That year, the team went from handing Sri Lanka their first Test series victory here at home due to complacent performances in Durban and Gqeberha, to crashing out of the ODI World Cup in the group stages in the UK a few months later.

The cricket on the field was average while behind the scenes, SA cricket continued to make headlines for all the wrong reasons, with coach Mark Boucher’s name coming up in Advocate Dumisa Ntsebeza’s Social Justice and Nation Building Hearings.

During that time, the national team lost its main sponsor and went for multiple years without one.

With a few rearrangements in the suits running the game behind the scenes, a new coaching staff and a team that seemed to have finally fully transitioned into a formidable international side, the Proteas appear to be on an upward trajectory.

The side certainly left no doubts about their coming of age as they displayed a different level of hunger, going unbeaten on their way to the country’s first appearance at a World Cup final.

Despite narrowly losing to India by seven runs in this past weekend’s T20 World Cup final, the Proteas have set a lot of wrongs right, including getting rid of the ‘chokers’ tag that has followed the team in every edition of the World Cup.

With three of the World Cup finalists arriving at OR Tambo International Airport today – Lungi Ngidi, Keshav Maharaj and Ottneil Baartman – the work will have to continue as there is the ICC Champions trophy next year, a tournament that will help the side prepare for the home ODI World Cup in 2027.

With several of the Proteas’ World Cup squad members currently in the US for Major League Cricket, another tournament which will see the world’s best T20 players go head to head starting tomorrow, there’s no doubt that these players will only grow in confidence and bring all that experience into the Proteas team in the near future.

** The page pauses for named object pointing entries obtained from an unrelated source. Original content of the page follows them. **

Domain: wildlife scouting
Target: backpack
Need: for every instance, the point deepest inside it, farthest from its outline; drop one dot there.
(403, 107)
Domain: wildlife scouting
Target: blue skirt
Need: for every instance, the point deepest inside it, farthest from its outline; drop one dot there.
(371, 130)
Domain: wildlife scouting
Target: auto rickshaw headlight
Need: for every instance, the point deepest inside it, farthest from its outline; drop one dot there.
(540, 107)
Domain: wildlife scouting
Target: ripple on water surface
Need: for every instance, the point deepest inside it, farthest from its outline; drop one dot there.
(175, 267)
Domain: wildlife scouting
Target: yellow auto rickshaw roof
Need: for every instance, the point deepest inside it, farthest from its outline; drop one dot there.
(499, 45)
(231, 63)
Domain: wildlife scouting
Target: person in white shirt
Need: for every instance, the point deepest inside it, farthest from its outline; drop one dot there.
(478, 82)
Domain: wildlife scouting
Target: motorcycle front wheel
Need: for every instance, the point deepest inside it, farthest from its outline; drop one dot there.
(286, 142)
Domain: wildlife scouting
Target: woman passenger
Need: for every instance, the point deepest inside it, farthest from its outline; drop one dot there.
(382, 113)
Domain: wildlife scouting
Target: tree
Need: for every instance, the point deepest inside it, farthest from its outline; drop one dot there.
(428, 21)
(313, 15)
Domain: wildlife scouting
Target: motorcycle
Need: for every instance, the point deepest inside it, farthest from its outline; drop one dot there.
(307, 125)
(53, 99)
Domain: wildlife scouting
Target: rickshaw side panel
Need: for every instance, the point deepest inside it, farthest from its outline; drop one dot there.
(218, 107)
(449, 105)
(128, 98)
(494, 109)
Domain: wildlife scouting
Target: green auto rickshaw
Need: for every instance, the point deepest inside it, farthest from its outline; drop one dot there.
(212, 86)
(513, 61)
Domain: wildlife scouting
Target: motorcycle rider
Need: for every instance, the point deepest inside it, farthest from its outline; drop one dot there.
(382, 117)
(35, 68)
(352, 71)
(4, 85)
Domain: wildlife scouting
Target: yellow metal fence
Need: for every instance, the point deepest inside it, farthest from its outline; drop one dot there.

If anything, what this World Cup has demonstrated is that at the Proteas level, coaches need to be given freedom in selecting their teams.

Proteas white-ball coach Rob Walter was the first coach to be given the green light to select the squad he saw fit to take South Africa to new heights despite it only including one black African player, Kagiso Rabada.

However, the coach and his preferred team went on to achieve what many believed was out of reach for any Proteas team.